Demonstrationen in Russland: Wladimir Putins letztes Aufgebot

Die Gegenoffensive des Kreml in Form einer Jubelkundgebung für die Regierung in Moskau geht in die Hose. Denn viele junge Leute hatten keine Wahl. Sie mussten teilnehmen.

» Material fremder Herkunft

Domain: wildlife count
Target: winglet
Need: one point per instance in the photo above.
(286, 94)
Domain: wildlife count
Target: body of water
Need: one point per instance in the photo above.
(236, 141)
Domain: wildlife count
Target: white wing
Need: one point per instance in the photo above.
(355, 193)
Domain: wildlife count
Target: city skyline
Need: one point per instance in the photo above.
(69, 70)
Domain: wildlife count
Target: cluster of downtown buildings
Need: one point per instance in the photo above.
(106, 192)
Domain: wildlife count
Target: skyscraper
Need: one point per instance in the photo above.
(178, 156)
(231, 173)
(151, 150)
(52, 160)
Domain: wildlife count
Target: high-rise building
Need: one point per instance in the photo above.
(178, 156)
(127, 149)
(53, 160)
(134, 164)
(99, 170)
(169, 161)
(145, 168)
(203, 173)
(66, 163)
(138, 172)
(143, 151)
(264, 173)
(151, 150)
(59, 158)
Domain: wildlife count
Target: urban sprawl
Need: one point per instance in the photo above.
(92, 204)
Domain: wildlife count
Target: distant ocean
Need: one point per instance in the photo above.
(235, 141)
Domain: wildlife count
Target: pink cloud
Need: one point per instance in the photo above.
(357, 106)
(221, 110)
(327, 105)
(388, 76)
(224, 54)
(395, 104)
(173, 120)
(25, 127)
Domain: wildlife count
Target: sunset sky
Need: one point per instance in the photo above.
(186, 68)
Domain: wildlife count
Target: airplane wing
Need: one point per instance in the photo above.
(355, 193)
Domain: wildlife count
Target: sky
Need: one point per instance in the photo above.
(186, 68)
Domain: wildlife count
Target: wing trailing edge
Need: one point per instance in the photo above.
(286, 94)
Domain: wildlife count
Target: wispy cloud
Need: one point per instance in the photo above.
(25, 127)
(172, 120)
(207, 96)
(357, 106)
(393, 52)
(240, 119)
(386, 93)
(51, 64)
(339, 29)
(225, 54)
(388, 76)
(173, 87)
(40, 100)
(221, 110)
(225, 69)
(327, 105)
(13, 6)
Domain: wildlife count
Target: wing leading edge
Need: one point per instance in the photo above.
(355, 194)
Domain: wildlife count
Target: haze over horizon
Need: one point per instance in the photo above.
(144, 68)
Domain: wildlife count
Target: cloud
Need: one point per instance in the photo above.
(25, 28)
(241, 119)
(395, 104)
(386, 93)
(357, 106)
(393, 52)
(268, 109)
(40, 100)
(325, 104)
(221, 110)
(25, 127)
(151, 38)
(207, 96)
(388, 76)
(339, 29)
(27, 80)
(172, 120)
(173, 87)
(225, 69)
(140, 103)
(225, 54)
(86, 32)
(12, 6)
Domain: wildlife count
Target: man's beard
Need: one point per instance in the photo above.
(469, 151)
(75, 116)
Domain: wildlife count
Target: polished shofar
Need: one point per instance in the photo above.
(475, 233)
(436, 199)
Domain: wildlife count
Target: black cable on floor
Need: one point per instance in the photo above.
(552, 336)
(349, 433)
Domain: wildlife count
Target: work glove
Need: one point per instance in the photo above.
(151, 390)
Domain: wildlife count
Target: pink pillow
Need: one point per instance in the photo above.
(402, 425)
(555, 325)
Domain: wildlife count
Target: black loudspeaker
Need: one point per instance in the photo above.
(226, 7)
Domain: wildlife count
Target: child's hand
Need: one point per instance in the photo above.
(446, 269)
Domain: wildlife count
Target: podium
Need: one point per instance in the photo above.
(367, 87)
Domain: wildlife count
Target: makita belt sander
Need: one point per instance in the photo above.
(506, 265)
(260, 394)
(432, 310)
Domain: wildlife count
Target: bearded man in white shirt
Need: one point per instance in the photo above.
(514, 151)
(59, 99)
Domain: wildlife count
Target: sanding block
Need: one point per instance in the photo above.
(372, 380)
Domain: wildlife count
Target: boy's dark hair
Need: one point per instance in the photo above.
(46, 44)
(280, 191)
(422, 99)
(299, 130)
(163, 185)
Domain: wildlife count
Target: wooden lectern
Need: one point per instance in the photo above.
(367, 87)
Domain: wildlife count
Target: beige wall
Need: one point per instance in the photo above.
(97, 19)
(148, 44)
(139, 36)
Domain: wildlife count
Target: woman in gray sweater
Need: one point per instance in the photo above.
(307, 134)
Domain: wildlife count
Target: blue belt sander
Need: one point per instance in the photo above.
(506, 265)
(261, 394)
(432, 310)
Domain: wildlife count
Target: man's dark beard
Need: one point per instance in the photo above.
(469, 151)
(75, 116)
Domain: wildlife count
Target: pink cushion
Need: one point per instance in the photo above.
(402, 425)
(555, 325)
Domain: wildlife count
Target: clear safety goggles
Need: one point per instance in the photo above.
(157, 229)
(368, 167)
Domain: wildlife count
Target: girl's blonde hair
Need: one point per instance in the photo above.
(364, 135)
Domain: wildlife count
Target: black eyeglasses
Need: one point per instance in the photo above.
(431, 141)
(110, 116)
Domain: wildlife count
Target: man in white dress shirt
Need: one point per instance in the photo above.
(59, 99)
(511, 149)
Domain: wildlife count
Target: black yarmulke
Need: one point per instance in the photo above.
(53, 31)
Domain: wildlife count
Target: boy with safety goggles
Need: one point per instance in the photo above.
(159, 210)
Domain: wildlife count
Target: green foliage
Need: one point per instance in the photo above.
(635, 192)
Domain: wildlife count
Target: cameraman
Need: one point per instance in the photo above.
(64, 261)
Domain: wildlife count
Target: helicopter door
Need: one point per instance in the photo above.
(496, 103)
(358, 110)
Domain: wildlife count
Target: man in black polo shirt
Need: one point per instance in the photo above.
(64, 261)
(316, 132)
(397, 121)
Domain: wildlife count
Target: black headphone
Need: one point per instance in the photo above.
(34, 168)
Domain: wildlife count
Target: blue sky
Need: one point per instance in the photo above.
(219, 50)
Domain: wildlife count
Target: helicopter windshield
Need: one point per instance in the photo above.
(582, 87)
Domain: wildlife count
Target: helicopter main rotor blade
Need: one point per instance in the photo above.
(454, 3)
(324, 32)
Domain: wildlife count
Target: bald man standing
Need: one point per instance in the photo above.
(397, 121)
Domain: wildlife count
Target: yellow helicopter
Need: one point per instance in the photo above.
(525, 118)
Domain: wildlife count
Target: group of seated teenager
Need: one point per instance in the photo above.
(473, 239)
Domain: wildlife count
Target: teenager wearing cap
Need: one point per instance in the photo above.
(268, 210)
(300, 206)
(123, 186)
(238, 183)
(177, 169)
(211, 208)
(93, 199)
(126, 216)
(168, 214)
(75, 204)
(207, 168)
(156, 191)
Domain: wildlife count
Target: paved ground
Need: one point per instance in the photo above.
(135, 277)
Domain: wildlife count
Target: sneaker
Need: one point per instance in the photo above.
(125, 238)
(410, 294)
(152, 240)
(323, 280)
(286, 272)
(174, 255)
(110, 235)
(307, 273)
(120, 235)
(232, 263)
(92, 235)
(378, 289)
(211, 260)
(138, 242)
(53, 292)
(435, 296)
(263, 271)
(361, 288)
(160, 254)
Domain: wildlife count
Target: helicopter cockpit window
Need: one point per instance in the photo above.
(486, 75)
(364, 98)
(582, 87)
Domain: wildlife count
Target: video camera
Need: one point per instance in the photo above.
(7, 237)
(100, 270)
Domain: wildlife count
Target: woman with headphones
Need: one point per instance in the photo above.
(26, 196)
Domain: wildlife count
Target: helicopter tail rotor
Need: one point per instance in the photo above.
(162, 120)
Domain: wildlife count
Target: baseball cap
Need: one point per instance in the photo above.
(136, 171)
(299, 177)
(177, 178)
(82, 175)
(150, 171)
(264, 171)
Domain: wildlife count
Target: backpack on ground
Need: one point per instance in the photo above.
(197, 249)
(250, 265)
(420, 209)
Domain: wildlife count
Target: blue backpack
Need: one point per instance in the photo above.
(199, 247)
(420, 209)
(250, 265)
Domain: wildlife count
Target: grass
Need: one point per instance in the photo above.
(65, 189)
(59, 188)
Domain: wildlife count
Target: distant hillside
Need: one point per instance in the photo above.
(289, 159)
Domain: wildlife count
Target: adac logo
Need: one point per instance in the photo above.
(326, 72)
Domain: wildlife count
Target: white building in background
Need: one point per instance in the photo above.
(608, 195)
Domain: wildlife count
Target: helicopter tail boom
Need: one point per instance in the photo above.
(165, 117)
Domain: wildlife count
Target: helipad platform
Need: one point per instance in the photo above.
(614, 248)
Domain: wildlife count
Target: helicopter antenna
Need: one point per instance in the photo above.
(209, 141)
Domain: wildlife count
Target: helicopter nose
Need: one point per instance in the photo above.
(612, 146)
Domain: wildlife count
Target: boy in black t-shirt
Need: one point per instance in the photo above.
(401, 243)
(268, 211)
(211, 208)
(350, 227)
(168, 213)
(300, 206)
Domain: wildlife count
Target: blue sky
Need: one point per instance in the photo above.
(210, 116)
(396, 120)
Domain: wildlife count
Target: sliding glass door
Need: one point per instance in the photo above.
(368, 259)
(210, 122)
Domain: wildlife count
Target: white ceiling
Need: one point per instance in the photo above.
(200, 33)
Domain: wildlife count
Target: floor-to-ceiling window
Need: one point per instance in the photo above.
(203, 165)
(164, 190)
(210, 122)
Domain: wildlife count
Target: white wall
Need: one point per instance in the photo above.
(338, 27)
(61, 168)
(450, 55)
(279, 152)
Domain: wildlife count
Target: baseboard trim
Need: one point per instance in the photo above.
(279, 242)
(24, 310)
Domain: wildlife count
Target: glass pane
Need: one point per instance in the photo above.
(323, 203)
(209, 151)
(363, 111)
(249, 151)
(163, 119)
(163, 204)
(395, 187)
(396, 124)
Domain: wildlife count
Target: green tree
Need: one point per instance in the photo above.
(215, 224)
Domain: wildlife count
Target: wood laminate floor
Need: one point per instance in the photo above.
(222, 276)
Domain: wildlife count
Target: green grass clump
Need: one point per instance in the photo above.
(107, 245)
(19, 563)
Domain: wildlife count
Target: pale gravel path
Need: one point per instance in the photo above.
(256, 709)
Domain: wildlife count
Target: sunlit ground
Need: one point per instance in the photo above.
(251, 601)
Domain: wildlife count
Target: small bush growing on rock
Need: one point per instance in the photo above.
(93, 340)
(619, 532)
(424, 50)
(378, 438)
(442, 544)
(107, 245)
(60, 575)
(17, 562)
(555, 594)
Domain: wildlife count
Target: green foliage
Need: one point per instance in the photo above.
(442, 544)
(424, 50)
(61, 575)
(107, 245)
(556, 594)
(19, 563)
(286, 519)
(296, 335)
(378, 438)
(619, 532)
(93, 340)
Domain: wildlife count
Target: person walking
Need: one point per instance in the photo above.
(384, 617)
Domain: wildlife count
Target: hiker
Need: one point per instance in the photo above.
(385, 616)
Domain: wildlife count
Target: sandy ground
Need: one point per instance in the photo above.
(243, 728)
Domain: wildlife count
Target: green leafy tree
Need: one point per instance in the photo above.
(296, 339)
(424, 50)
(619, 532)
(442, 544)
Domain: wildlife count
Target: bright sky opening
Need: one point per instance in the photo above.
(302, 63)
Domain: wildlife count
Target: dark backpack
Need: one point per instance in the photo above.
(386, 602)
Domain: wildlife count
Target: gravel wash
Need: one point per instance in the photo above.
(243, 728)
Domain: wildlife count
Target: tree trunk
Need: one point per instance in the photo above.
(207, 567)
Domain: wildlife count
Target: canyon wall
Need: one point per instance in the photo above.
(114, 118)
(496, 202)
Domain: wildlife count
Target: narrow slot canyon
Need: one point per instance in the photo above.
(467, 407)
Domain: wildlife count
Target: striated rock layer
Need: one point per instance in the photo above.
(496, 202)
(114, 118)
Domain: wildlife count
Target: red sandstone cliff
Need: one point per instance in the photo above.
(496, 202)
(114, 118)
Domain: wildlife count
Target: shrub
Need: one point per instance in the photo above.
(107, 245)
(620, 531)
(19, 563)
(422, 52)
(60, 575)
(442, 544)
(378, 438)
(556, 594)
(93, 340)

Jubeln für Putin: Kundgebung für die russische Regierung am Montag in Moskau. Bild: reuters

MOSKAU taz | "Sie haben den Irak bombardiert, Libyen zerschlagen und denken jetzt an Russland", heizt der Redner den Versammelten ein. Der Funken will nicht überspringen, wie düster der Agitator die Bedrohung aus dem Westen auch schildern mag. Es ist Dmitri Rogosin, Russlands Emissär bei der Nato in Brüssel. Ein Falke, klug, gefährlich und verschlagen. Er soll an diesem Montagnachmittag die Massen mobilisieren für die Wiederwahl Putins ins Präsidentenamt. Einige tausend Demonstranten - laut Polizei 25.000, bestenfalls jedoch 5.000 - haben sich auf dem Manege-Platz in Moskau versammelt.

Die Veranstaltung war als Antwort auf die Großdemonstration gegen Wahlfälschungen mit mehr als 50.000 Teilnehmern am Wochenende gedacht. Viele Jugendliche und Studentinnen wurden gegen ihren Willen mit Bussen aus Schulen und Universitäten hingebracht, flüchteten aber, sobald sich die Chance ergab. Wer ausharrte, waren Rentner und Jugendliche, die nicht zu den Gewinnern der satten Putin-Jahre gehören. Ärmlich gekleidet, eingeschüchtert und hilflos.

Auf Fragen wollten nur wenige antworten. Funktionäre meist, die Masse war angewiesen worden, mit der Presse nicht zu sprechen. Sie waren überhaupt etwas mundfaul. Auch Sprechchöre vom Podium, "Putin! Russland!", "Putin - unser Präsident", fanden im Volk keinen Verstärker. Umgerechnet 5 bis 10 Euro sollen die Organisatoren Teilnehmern geboten haben, berichtete der Moskowski Komsomolez.

Heiterkeit zum Schluss

Zum Schluss kam dann doch noch etwas Heiterkeit auf. Der 75-jährige Schnulzensänger Josif Kobson stimmte die Nationalhymne an. Kobson ist nicht nur wegen seines Toupees eine Legende, schon zu Sowjetzeiten wurden ihm enge Kontakte zur Unterwelt nachgesagt. Kobson hält sich immer an die Regierenden und sitzt als Abgeordneter der Staatspartei für Burjatien in der Duma. Ein angeheiteter Vierzigjähriger, der eine Fahnenstange des "Jungen Russlands" hielt oder sie ihn, rief begeistert: "Was, der lebt immer noch!"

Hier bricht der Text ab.